那片枫叶红了吗?
深秋,湛蓝的天空下,我微微抬起头,眼里闪过一片耀眼的红。那是这些年我一直惦记着的枫树。她应该有些年头了,粗壮的树干,巨大的树冠,印刻着岁月的年轮。她静静地待在那儿,就格外引人注目,更不用说到了秋天枫叶红了的时候。
每每经过福州大学老校区,我总会松开脚下的油门,放慢车速,趁着这短暂的一刻,扭转头,从大门往里远远地匆忙一瞥。想着里面的那棵枫树,应该红了吧。
每年深秋的日子,总得抽空骑上我的山地车,去看望那棵古老的枫树。阳光从榕树叶的缝隙中洒下来,在道路两边形成斑驳的树影,我骑行在这光怪陆离的树影中,顺着杨桥路,穿过二环路,下了洪山桥,再擦肩工业路,一路西行,就来到了福州大学。
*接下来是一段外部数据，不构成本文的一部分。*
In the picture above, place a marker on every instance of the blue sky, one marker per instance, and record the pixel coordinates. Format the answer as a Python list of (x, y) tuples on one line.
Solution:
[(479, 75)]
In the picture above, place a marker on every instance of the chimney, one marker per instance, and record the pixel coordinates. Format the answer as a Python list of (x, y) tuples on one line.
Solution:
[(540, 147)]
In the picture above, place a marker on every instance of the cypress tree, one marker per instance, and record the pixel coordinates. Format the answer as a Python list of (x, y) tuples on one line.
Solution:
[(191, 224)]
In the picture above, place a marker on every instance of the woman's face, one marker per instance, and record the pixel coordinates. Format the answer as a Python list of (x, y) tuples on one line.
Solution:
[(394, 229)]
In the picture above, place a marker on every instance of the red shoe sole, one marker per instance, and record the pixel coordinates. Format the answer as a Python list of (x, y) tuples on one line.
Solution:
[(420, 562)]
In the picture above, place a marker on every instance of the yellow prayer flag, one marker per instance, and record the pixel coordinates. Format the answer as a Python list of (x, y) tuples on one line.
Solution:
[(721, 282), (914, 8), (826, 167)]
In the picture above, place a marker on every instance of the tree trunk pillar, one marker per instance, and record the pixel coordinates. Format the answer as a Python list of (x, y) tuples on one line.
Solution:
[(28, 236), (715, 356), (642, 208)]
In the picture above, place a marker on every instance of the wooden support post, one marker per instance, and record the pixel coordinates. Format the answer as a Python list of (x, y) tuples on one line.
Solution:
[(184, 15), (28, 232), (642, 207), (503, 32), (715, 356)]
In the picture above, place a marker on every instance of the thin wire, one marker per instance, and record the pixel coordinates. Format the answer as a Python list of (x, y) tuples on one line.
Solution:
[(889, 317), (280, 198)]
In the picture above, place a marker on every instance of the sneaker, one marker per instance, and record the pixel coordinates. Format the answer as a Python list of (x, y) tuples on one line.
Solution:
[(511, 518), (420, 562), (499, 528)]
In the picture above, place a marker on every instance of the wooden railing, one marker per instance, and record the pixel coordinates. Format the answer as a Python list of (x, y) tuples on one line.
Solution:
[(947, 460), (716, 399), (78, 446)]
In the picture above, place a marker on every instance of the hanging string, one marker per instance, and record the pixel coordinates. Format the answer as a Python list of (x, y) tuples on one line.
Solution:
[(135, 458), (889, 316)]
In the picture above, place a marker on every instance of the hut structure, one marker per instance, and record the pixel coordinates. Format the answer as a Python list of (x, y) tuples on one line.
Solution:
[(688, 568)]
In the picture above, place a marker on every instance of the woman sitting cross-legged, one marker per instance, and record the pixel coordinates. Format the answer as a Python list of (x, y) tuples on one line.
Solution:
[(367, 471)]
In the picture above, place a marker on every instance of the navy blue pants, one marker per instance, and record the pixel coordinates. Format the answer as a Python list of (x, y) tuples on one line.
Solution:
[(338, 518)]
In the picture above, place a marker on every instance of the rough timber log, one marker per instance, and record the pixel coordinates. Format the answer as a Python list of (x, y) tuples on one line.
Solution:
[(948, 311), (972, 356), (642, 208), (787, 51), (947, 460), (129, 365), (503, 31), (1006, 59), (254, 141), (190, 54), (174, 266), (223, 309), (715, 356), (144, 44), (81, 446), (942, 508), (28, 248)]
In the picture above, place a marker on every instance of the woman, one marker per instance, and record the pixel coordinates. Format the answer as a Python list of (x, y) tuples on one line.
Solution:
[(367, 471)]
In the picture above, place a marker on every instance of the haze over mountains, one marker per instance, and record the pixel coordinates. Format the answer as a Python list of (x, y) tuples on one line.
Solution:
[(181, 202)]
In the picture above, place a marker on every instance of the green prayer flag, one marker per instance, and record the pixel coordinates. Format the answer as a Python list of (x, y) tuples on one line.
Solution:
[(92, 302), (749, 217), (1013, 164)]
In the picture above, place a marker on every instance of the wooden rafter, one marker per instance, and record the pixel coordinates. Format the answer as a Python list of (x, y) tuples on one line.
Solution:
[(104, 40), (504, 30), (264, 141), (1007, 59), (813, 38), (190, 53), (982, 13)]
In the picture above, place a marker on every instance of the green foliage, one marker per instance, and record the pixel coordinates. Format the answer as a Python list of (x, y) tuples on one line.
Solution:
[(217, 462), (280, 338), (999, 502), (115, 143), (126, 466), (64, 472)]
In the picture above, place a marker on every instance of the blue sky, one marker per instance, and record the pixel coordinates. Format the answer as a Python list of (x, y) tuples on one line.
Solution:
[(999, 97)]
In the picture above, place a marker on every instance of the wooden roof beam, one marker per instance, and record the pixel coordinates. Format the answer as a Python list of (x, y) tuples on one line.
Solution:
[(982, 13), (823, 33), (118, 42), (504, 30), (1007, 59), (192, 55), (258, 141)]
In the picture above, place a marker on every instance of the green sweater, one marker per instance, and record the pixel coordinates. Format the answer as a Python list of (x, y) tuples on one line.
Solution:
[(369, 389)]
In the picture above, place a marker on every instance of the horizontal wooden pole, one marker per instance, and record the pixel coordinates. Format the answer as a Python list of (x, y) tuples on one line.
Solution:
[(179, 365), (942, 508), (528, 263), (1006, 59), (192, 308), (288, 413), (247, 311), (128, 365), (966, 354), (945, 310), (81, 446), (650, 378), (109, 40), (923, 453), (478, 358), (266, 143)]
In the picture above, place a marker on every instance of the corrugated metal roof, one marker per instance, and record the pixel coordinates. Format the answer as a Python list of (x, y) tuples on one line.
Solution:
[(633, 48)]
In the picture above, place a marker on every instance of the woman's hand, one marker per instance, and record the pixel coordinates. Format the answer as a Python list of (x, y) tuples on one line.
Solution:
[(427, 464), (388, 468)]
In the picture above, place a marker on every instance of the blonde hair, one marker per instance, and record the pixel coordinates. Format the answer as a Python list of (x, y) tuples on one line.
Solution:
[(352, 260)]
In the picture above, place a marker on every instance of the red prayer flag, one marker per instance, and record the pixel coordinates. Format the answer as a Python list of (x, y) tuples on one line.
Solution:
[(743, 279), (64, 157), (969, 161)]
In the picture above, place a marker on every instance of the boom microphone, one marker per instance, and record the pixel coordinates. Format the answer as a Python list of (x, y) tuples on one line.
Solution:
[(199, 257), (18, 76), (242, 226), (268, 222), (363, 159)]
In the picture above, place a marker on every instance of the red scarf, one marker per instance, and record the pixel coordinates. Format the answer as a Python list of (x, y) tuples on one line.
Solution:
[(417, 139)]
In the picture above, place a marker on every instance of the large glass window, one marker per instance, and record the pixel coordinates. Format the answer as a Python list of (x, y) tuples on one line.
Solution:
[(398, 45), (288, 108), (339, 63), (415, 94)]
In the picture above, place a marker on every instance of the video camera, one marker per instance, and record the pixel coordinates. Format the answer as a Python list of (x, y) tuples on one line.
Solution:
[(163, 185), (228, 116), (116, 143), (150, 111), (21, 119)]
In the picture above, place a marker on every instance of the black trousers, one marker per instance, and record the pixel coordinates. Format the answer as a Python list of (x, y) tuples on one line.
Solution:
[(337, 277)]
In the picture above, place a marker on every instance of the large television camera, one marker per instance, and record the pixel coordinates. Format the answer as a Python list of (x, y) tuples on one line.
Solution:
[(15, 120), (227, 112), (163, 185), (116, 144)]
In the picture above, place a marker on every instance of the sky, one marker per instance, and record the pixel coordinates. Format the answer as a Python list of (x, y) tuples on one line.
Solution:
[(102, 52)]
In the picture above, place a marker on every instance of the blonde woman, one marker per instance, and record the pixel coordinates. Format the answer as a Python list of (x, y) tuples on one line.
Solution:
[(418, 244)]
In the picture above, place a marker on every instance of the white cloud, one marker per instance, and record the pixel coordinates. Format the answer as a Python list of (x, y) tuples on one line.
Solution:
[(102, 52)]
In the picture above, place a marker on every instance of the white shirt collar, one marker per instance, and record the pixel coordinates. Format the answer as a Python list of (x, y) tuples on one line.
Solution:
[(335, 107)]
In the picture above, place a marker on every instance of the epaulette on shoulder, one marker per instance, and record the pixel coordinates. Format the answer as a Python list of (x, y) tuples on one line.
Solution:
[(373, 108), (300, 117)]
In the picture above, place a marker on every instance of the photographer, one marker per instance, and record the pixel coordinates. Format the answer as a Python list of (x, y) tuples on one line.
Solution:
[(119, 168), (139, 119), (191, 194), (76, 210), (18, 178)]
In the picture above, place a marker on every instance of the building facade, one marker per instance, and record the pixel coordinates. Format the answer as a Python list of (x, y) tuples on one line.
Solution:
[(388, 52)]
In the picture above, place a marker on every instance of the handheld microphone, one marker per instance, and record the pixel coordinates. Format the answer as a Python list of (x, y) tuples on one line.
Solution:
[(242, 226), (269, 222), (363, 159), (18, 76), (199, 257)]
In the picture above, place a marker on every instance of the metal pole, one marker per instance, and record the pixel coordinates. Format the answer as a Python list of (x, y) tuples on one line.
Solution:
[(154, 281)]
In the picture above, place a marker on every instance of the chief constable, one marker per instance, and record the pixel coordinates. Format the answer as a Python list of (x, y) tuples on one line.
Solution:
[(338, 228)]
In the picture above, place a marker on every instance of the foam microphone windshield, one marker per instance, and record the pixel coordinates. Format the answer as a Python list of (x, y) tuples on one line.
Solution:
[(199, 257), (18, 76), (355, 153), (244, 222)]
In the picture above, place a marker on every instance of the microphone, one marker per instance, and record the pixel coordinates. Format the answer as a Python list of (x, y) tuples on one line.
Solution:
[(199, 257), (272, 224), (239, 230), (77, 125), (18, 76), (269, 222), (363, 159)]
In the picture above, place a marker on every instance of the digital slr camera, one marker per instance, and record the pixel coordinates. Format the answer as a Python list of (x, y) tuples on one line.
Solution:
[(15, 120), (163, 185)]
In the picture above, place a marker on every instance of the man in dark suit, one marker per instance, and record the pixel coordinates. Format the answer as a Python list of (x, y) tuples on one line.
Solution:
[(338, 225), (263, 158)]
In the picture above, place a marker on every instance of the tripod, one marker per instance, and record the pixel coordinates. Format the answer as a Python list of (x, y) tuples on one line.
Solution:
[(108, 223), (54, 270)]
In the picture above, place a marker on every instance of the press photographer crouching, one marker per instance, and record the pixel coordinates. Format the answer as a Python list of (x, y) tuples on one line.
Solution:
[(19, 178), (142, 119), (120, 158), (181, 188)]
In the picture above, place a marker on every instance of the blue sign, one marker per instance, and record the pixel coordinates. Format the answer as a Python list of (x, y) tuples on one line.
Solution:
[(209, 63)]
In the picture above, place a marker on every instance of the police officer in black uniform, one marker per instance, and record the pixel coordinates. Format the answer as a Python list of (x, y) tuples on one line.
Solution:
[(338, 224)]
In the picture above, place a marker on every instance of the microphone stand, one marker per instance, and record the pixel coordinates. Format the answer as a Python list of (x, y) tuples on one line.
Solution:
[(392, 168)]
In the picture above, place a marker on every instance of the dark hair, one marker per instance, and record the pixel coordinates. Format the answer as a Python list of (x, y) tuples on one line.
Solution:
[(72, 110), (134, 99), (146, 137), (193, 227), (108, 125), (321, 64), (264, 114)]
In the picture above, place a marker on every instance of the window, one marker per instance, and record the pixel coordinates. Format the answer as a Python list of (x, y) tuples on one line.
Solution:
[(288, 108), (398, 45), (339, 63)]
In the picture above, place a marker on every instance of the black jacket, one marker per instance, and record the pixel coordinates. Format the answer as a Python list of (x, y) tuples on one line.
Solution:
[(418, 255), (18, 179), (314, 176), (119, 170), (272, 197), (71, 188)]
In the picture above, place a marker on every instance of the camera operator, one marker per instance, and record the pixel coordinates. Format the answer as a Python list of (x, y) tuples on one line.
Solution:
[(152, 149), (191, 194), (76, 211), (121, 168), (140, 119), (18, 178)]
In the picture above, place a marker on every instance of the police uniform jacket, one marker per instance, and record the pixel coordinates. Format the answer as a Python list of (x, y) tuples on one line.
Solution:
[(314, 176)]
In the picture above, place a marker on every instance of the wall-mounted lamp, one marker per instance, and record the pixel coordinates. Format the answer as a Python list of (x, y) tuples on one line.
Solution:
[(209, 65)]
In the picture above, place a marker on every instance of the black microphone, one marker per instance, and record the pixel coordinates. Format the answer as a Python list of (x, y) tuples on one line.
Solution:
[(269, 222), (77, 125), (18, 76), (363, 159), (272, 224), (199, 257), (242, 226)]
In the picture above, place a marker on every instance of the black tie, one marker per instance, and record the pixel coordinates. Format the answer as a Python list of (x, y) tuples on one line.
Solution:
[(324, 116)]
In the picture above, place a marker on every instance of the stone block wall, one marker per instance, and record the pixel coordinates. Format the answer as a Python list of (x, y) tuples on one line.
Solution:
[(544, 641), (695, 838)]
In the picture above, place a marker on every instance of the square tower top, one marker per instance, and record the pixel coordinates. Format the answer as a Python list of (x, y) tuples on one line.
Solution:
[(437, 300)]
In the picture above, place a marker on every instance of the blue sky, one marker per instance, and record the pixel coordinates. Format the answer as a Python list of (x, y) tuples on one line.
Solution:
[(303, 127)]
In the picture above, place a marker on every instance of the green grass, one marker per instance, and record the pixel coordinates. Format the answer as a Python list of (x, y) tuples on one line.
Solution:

那时的大学是开放的,不需要再三盘查才能放行。
枫树像往年一样静静地矗立在那里。枫叶已经红透了,阳光从叶间穿过,为火红的枫叶镶上一道金边。透过枫叶的阳光,不再那样刺眼,而是充满了款款柔情。偶尔几片叶子在风中打着转儿,徐徐飘落。树下铺了薄薄的一层枫叶,仿佛是新娘床上的红棉被,预示着即将到来的红红火火的好日子。
“停车坐爱枫林晚,霜叶红于二月花。”杜牧简单的两句诗,把枫叶的美刻画得淋漓尽致。这棵古老的枫树,加上四周零星的几棵,虽然算不上是枫林,但一块儿染红的样子,也美得让人心醉。
坐在一边的台阶上,享受着火红色的宁静。这时什么也不用想,什么也不用做,平日里的烦心事被一股脑儿抛在了身后,心里单纯得只剩下红透了的枫叶。
远远地走来一对年轻情侣,女孩披着一头齐腰的秀发,穿着白色的长裙。她来到枫树下,摆着各种造型,男孩忙着拍照,虽然摆出的姿势不像专业模特那么妩媚,但在枫叶的映衬下依然那样光鲜夺目。
安静的教学楼突然热闹起来,一群年轻姑娘从楼中涌了出来。长裙、短裙、牛仔裤,衬衫、汗衫、无袖衫,那样魅力四射,那样充满活力。她们安静地走着,偶尔小声地说笑,稚嫩未脱的脸似乎刚从课堂中缓过劲来。这是不用涂脂抹粉、不用修图也楚楚动人的年纪。
栅栏里的球场上,挥汗如雨的男生们围着一颗球,你来我往地争夺,释放多余的雄性荷尔蒙。时不时传来浑厚的男声:有进球的叫好,有互不相让的吼叫,还有配合失控的斥责。原始男性的粗犷,在篮球的对抗中展露无遗。想着自己曾经也是篮球场上的常客,可是什么时候从球场上“解甲归田”了?我自己也想不明白,只记得那是很遥远的事,远到模糊起来。
转眼十几二十年就过去了,这棵枫树不知迎来送往多少年轻人,我的一头黑发也增添了几根白发。摸着下巴花白的胡须,想着有些年没见的那棵枫树了。
我总是惦记着那棵古老的枫树,其实我心里明白,我不仅仅惦记着那棵枫树,也怀念着那逝去的美好年华。
在落日的余晖里,我望着远方出神,心里默默地念叨着:那棵枫树,应该红了。